Lo mejor: ese poso de nostalgia que lo impregna todo y una animación, como siempre, cuidada y colorista.
Lo peor: la poco creíble historia de amor, demasiado trabada, lastra todo el conjunto.
El tuit: From up to poppy hill, si editamos con sony vegas esa rocambolesca e increíble historia de amor, nos quedaría 1 peli bien chula.

Tenía a Dream home en mi lista de películas que quería ver. Mis referencias eran que era una película sobre la crisis inmobiliaria en Hong Kong en la que una persona acababa tomándose la justicia por su mano, vamos, que me esperaba una película de cine social…algo que nada más empezar quedó absolutamente desterrado con la bestial forma de cargarse al portero de un edificio. Así que un poco descolocado, seguí viendo este gore social asiático, dándome cuenta de que iba a ser más gore, que social.
La peli es puro entretenimiento, un slasher bastante original al incluir en la trama el aspecto social de la crisis y que sea una mujer la psicópata de turno. También destaca la inventiva asiática para cometer los más brutales asesinatos, alguno realmente impactante y que no se corta con ciertos convencionalismos accidentales, todo ello muy adornado con una buena banda sonora y una fotografía impropia de estos productos. Evidentemente, al película tiene sus altibajos y sus fallos, pero qué queremos en un slasher: sangre, sexo y diversión, y eso lo da con creces.
Lo mejor: producto muy cuidado en los aspectos técnicos y una gran inventiva.
Lo peor: abstenerse no amantes del género.
La escena: el asesinato con la aspiradora, merece estar en un TOP10 del género.
El tuit: Dream home, delicada mujer asiática, protagoniza el gore social del año. Asesinatos a cascoporro, bien currados e imaginativos.
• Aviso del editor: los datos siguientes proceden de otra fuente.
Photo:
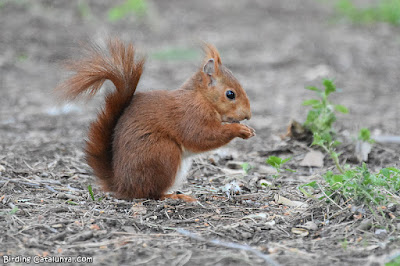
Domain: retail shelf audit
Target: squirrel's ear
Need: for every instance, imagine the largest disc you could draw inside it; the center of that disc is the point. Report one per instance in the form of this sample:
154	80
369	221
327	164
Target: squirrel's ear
209	67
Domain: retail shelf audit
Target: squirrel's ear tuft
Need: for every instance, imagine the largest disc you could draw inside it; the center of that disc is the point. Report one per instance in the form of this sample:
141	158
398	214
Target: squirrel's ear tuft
211	53
209	67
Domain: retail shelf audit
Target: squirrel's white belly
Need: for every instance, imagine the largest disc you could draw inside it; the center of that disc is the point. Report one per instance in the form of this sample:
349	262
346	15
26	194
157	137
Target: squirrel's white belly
183	170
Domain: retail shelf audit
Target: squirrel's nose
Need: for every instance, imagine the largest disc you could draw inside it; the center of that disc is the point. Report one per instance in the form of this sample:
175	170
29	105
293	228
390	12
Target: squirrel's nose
248	116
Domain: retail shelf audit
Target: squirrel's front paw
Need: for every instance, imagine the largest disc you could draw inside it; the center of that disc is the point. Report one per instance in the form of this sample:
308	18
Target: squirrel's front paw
246	132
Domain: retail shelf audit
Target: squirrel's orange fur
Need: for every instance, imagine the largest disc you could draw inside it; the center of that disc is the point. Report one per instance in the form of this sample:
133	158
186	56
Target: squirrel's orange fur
137	144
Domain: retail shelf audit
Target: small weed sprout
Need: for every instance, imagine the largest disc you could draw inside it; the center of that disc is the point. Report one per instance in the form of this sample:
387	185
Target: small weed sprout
277	163
321	118
383	11
358	183
246	167
90	189
138	7
365	135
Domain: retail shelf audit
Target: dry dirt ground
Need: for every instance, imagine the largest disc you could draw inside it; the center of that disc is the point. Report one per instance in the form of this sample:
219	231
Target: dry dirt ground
275	48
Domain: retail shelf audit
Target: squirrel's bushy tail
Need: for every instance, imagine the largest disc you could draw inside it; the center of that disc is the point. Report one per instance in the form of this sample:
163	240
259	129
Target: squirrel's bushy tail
118	65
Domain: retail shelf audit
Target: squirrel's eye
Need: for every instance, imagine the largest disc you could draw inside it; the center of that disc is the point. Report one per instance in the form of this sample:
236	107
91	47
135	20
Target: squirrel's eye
230	94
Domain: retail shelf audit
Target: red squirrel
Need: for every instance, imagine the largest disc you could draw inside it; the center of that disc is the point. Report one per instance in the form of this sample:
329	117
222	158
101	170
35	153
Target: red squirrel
142	143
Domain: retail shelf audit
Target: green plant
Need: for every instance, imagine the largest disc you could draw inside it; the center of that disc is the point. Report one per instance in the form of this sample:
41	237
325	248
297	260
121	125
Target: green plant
91	192
137	7
321	118
365	135
363	186
383	11
177	54
277	163
90	189
84	9
246	167
394	261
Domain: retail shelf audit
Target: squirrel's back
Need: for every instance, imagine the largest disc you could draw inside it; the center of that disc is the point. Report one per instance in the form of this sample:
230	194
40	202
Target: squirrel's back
117	64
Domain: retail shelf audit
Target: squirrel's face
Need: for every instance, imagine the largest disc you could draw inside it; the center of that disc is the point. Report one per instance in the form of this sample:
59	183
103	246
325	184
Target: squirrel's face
225	93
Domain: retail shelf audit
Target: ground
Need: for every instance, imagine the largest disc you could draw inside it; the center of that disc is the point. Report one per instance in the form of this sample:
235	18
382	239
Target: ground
275	48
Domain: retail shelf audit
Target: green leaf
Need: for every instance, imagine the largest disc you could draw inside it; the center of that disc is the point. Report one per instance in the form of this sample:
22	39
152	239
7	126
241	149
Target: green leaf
13	210
91	192
313	102
274	161
329	87
138	7
365	135
286	160
313	89
246	167
341	108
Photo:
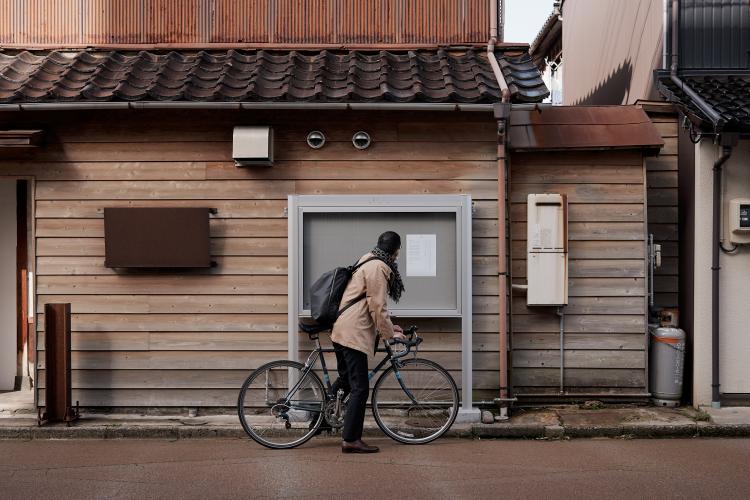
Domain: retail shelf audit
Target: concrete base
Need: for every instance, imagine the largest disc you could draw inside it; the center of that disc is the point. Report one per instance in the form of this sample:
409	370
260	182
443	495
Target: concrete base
22	383
469	416
666	403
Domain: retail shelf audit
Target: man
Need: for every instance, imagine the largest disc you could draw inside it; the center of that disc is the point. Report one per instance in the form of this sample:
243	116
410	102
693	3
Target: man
356	332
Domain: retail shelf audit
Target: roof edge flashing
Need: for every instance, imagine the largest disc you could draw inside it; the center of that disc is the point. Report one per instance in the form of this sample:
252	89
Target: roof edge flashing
375	106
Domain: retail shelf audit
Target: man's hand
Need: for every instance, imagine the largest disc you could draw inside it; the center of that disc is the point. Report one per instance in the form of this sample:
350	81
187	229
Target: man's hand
398	333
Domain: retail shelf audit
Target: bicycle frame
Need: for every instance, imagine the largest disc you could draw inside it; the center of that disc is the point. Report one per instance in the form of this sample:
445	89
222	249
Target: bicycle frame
318	352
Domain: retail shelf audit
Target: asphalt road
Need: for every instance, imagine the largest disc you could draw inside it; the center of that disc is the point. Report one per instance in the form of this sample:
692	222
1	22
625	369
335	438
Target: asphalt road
449	468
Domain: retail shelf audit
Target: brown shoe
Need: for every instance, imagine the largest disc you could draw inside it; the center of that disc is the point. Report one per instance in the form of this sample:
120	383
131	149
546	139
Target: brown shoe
358	446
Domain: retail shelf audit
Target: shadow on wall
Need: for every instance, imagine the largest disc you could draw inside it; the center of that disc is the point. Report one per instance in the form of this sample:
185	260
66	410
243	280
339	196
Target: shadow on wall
614	89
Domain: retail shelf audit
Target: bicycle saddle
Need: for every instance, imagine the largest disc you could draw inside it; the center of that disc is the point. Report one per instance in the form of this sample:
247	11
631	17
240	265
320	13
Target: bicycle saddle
312	328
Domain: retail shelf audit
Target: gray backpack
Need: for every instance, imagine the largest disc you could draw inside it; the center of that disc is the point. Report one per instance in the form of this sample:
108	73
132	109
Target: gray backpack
327	291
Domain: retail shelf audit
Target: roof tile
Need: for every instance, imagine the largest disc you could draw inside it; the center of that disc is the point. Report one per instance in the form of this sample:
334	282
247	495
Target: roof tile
321	76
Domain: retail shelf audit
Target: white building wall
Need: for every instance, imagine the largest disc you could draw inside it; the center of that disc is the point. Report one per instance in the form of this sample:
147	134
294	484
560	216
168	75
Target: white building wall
734	344
8	332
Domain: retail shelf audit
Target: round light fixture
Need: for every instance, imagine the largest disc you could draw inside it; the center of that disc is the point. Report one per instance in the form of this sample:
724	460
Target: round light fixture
361	140
316	139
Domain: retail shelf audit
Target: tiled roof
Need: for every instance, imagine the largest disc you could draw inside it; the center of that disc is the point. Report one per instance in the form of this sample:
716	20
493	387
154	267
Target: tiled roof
443	76
728	96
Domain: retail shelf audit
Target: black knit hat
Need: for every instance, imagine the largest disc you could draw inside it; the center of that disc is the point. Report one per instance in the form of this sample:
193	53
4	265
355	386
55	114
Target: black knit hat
389	242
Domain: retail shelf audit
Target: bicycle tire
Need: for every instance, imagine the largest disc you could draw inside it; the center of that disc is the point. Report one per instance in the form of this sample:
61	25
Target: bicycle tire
272	424
407	427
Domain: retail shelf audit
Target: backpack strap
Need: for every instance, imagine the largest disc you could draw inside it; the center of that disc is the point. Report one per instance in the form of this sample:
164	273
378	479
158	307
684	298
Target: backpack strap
354	301
357	266
362	296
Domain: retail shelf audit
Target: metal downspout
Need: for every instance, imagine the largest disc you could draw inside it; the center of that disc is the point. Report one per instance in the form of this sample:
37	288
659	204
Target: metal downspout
502	114
715	269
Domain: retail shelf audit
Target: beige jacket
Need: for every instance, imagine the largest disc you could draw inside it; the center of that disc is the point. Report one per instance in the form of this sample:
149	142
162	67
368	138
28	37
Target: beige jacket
358	326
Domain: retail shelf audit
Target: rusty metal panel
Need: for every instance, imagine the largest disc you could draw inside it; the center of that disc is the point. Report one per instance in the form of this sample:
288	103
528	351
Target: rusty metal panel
234	21
583	127
156	237
58	388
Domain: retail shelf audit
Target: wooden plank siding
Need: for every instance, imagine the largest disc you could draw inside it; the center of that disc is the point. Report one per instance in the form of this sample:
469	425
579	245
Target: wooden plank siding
605	342
662	181
188	339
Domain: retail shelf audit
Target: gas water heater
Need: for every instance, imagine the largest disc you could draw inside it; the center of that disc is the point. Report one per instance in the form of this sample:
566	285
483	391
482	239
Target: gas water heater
547	250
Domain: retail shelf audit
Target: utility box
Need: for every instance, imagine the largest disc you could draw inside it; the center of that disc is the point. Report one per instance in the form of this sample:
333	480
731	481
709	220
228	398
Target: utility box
737	221
547	250
252	146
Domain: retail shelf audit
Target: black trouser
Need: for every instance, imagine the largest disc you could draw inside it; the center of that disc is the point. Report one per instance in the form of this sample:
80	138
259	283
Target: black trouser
352	367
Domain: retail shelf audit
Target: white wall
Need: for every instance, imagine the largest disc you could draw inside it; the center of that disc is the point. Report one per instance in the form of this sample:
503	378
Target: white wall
7	284
734	344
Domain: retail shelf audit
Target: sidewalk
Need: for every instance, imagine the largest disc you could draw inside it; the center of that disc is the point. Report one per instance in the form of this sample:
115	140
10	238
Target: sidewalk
18	421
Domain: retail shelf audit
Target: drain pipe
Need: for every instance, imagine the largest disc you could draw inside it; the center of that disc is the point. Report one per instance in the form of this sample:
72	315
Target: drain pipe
726	152
504	91
502	115
561	315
En cualquier festival que programe cine asiático no puede faltar la producción de Bollywwod y eso a mí me hace temblar, porque es un cine con el que no acabo de conectar de ningún modo. Así que este Special 26 sólo sirve para seguir autoafirmándome en mi rechazo.
Las razones son varias: una película excesivamente larga y de forma innecesaria, se podía haber contado lo mismo en la mitad de tiempo; los actores, actúan y aunque suene a perogrullada, eso es malo; los números musicales en este caso no son cargantes, pero…ya conocéis mi aversión; la historia es buena, pero se pierde en subtramas y escenas innecesarias. En definitiva, que me he aburrido bastante viendo la peli y que me confirma de que Bollywood no es para mí.
Lo mejor: sólo hay un par de números musicales, uno de ellos incluso resultón.
Lo peor: el género en sí mismo; demasiado larga.
La escena: el giro final está logrado.
El tuit: Special 26, peli larguísima, aburridilla, aunque podría ser la base para un remake, más corto, mejor hecho, pero en otro sitio.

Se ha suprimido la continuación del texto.